Je note toutefois un commandant du 4e bataillon
de la Charente "tué à l'affaire de Trémont" en juin 1793, quatre hommes "tués par accident
dans les mines" en janvier 1794, deux
soldats morts dans le camp situé sur la commune… et surtout un nombre important
de décès de personnes manifestement étrangères à Concourson, à en juger par les
lieux d'origine des déclarants, parfois qualifiés de "réfugiés". La guerre de Vendée a certainement entraîné
d'importants déplacements de population.
Mais aucune trace de l'un des épisodes les plus meurtriers
de cette guerre, sobrement résumé comme suit(1) :
"Le général Turreau, le 19 janvier 1794, met en marche les
colonnes infernales qui, commandées par Duval, Grignon, Bart et Couzay,
traversent toute la Vendée en passant, d'une part, par Brissac, Concourson,
Vihiers et Parthenay, d'autre part, à Beaupréau, Chemillé et Cholet, faisant le
désert sous leur pas, par le fer et par le feu."

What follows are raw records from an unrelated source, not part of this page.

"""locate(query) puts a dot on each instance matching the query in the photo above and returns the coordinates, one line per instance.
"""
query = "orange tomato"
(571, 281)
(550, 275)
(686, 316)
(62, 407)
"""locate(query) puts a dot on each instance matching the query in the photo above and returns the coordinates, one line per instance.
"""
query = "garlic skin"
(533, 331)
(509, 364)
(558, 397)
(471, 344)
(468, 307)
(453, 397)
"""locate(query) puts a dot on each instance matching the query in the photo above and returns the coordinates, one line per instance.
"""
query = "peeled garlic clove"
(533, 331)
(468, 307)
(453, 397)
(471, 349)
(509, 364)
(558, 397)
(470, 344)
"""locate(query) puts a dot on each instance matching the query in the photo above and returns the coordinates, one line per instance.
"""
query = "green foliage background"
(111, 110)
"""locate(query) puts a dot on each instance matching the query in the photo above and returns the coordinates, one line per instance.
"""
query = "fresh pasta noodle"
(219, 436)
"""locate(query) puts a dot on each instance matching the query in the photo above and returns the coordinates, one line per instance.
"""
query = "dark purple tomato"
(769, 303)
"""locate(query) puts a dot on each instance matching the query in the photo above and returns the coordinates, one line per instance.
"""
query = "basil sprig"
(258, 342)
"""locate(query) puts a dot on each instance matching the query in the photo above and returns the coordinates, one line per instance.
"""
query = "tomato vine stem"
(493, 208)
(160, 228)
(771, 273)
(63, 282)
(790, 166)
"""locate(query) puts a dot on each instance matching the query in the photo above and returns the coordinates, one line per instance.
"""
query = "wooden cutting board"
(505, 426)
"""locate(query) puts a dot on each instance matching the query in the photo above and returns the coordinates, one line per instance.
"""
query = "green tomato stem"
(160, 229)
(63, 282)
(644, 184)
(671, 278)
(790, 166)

Le général en chef, pressé d'en finir avec l'insurrection,
avait donné à ses troupes un ordre parfaitement clair(2) :
"On emploiera tous les moyens de découvrir les rebelles ; tous
seront passés au fil de la baïonnette ; les villages, métairies, bois,
landes, genêts, et généralement tout ce qui peut être brûlé, seront livrés aux
flammes."
Ces morts anonymes ne figurent évidemment pas dans les
registres d'état civil, mais leur absence hante jusqu'à aujourd'hui les
statistiques démographiques.
(1) Notice
historique de l'Anjou, par Landais, inspecteur primaire, officier d'Académie,
Guérin, Paris, 1890 (Gallica)
(2) Guerres des
Vendéens et des Chouans contre la République française, ou annales des
départements de l'ouest pendant ces guerres, par un officier supérieur des
armées de la République habitant dans la Vendée avant les troubles, tome 3,
Baudouin frères, Paris, 1825 (Gallica)
Merci Dominique pour ces enquêtes sur Concourson. C'est passionnant.

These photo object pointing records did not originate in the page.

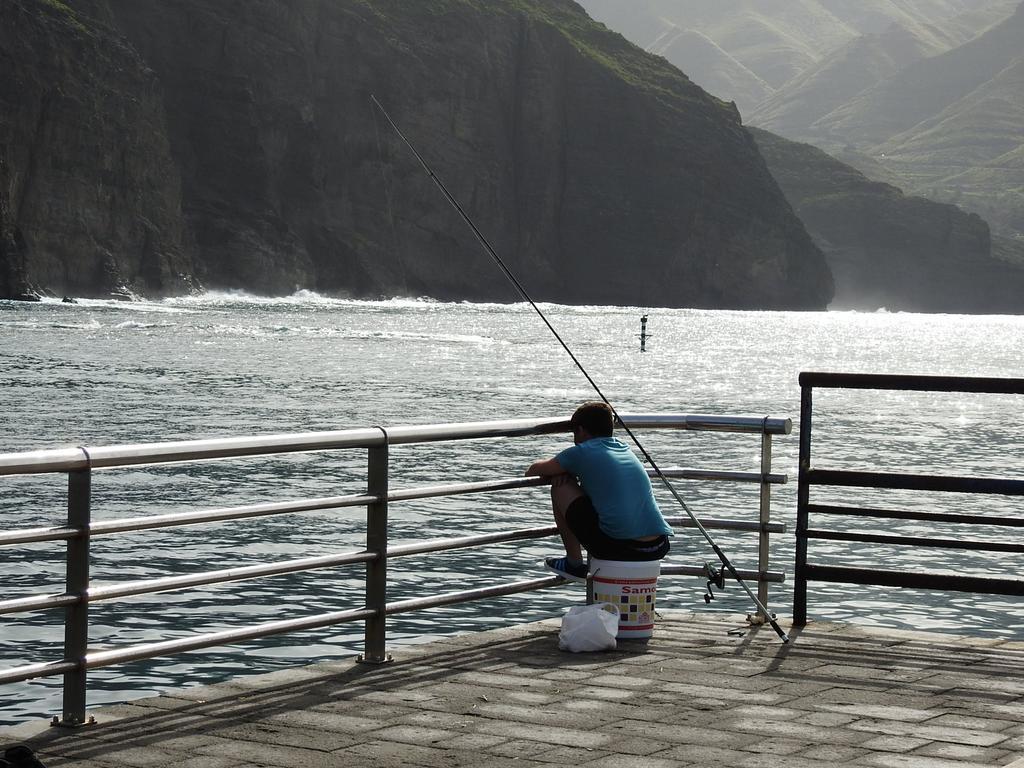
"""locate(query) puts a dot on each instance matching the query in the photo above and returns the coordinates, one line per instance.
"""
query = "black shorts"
(582, 519)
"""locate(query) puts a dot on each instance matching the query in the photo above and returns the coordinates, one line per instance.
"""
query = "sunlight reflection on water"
(103, 373)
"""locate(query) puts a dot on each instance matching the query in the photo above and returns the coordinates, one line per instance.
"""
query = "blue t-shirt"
(617, 485)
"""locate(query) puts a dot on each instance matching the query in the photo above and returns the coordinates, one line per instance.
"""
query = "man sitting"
(601, 498)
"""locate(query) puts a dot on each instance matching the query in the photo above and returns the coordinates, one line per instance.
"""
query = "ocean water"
(101, 373)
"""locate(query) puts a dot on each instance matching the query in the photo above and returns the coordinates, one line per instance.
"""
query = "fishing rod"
(726, 563)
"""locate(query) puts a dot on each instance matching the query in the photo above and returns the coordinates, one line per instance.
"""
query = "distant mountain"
(158, 145)
(778, 40)
(825, 86)
(890, 250)
(948, 127)
(923, 94)
(925, 88)
(693, 51)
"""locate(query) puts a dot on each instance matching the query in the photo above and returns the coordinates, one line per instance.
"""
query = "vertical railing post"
(377, 485)
(803, 498)
(77, 583)
(765, 519)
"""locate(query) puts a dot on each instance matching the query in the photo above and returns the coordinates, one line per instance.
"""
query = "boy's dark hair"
(595, 417)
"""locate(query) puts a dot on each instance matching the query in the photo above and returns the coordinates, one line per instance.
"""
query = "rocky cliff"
(890, 250)
(89, 193)
(151, 143)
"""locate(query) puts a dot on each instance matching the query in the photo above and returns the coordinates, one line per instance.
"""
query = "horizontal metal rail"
(245, 572)
(899, 382)
(152, 522)
(910, 541)
(79, 464)
(811, 477)
(909, 580)
(898, 481)
(66, 460)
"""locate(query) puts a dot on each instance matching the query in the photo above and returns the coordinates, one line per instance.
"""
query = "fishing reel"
(716, 577)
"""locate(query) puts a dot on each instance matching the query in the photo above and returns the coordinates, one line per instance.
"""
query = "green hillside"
(833, 82)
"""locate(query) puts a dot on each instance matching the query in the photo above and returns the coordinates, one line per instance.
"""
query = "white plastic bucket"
(631, 587)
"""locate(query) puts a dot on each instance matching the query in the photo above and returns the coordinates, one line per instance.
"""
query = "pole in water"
(643, 334)
(726, 563)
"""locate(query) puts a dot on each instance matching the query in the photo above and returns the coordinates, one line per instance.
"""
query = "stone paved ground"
(707, 690)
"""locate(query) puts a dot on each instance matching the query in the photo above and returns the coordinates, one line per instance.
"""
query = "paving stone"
(691, 696)
(894, 743)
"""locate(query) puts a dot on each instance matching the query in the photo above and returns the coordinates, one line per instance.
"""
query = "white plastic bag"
(588, 628)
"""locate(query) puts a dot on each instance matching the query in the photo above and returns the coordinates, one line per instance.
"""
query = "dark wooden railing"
(814, 477)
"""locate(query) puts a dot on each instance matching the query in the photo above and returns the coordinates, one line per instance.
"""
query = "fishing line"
(726, 563)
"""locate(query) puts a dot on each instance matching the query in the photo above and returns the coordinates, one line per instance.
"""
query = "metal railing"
(79, 464)
(815, 477)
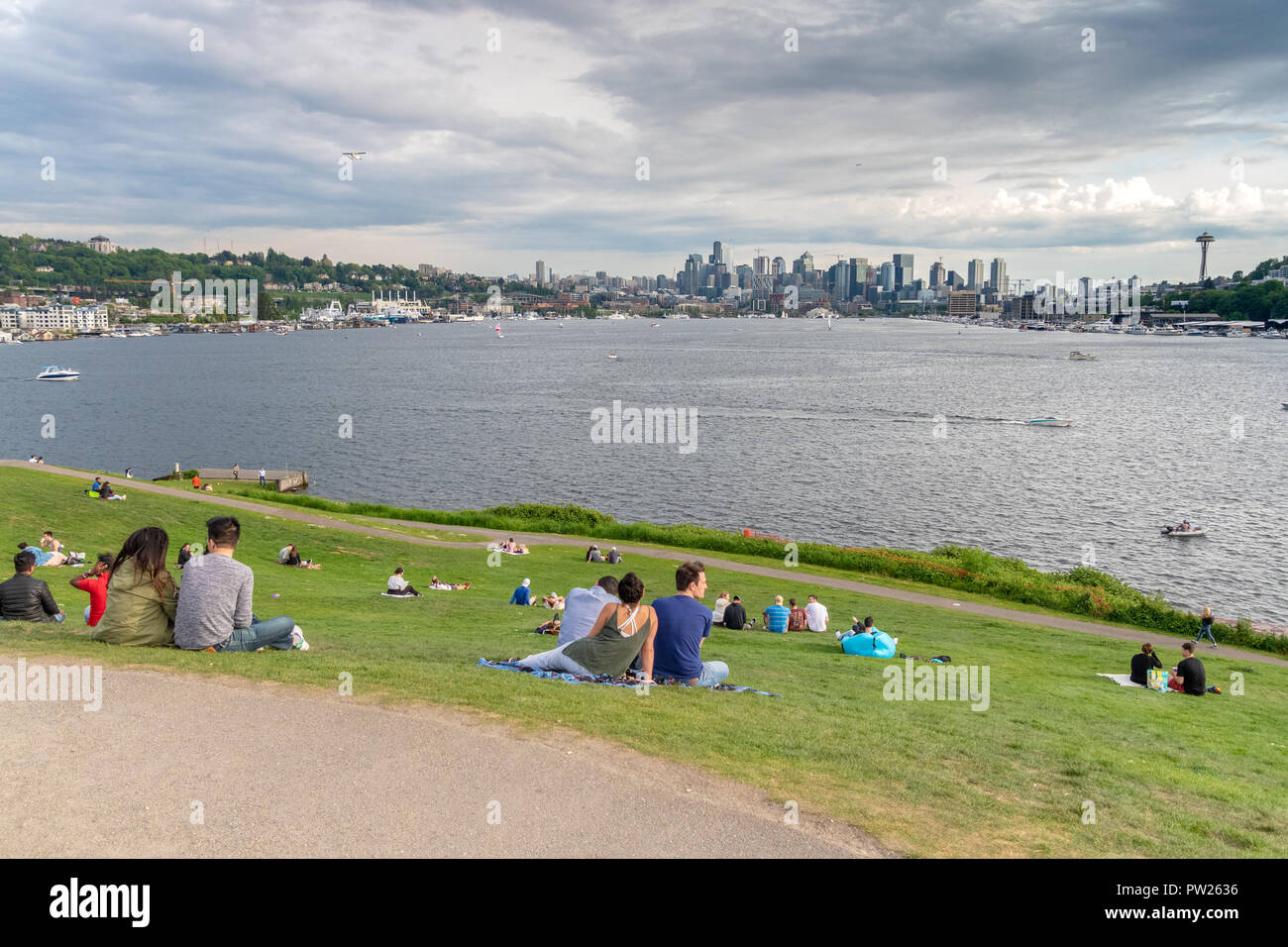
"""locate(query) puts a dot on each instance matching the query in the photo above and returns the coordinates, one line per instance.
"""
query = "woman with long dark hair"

RépondreSupprimerC'est grâce à vous (et au thème suggéré pour ces deux mois d'été) que j'ai tenté d'en savoir plus sur l'un des villages de mes ancêtres. Merci pour ces encouragements.
SupprimerJe n'avais pas encore envisagé la recherche généalogique sous cet angle. Tu me donnes plein de bonnes idées avec ton blog passionnant. Mon problème, c'est de ne pas savoir quoi chercher. J'admire aussi tes sources (Gallica). Il faudrait que je me lance...
RépondreSupprimerJe n'avais jamais encore envisagé la recherche généalogique sous cet aspect. Ton blog me donne des idées. Il faudrait aussi que je me lance sur Gallica, qui m'impressionne...
RépondreSupprimerBravo pour cette enquête passionnante ! Je ne connais que mal cet épisode de la Révolution, n'ayant aucun ancêtre dans ces régions, mais je trouve cela très intéressant de pouvoir en apprendre plus.
RépondreSupprimerElise
Je suis allée dans cette région il y a quatre ans et j'ai été frappée de voir combien le souvenir de cette "guerre vendéenne" était encore présent, deux cents ans plus tard.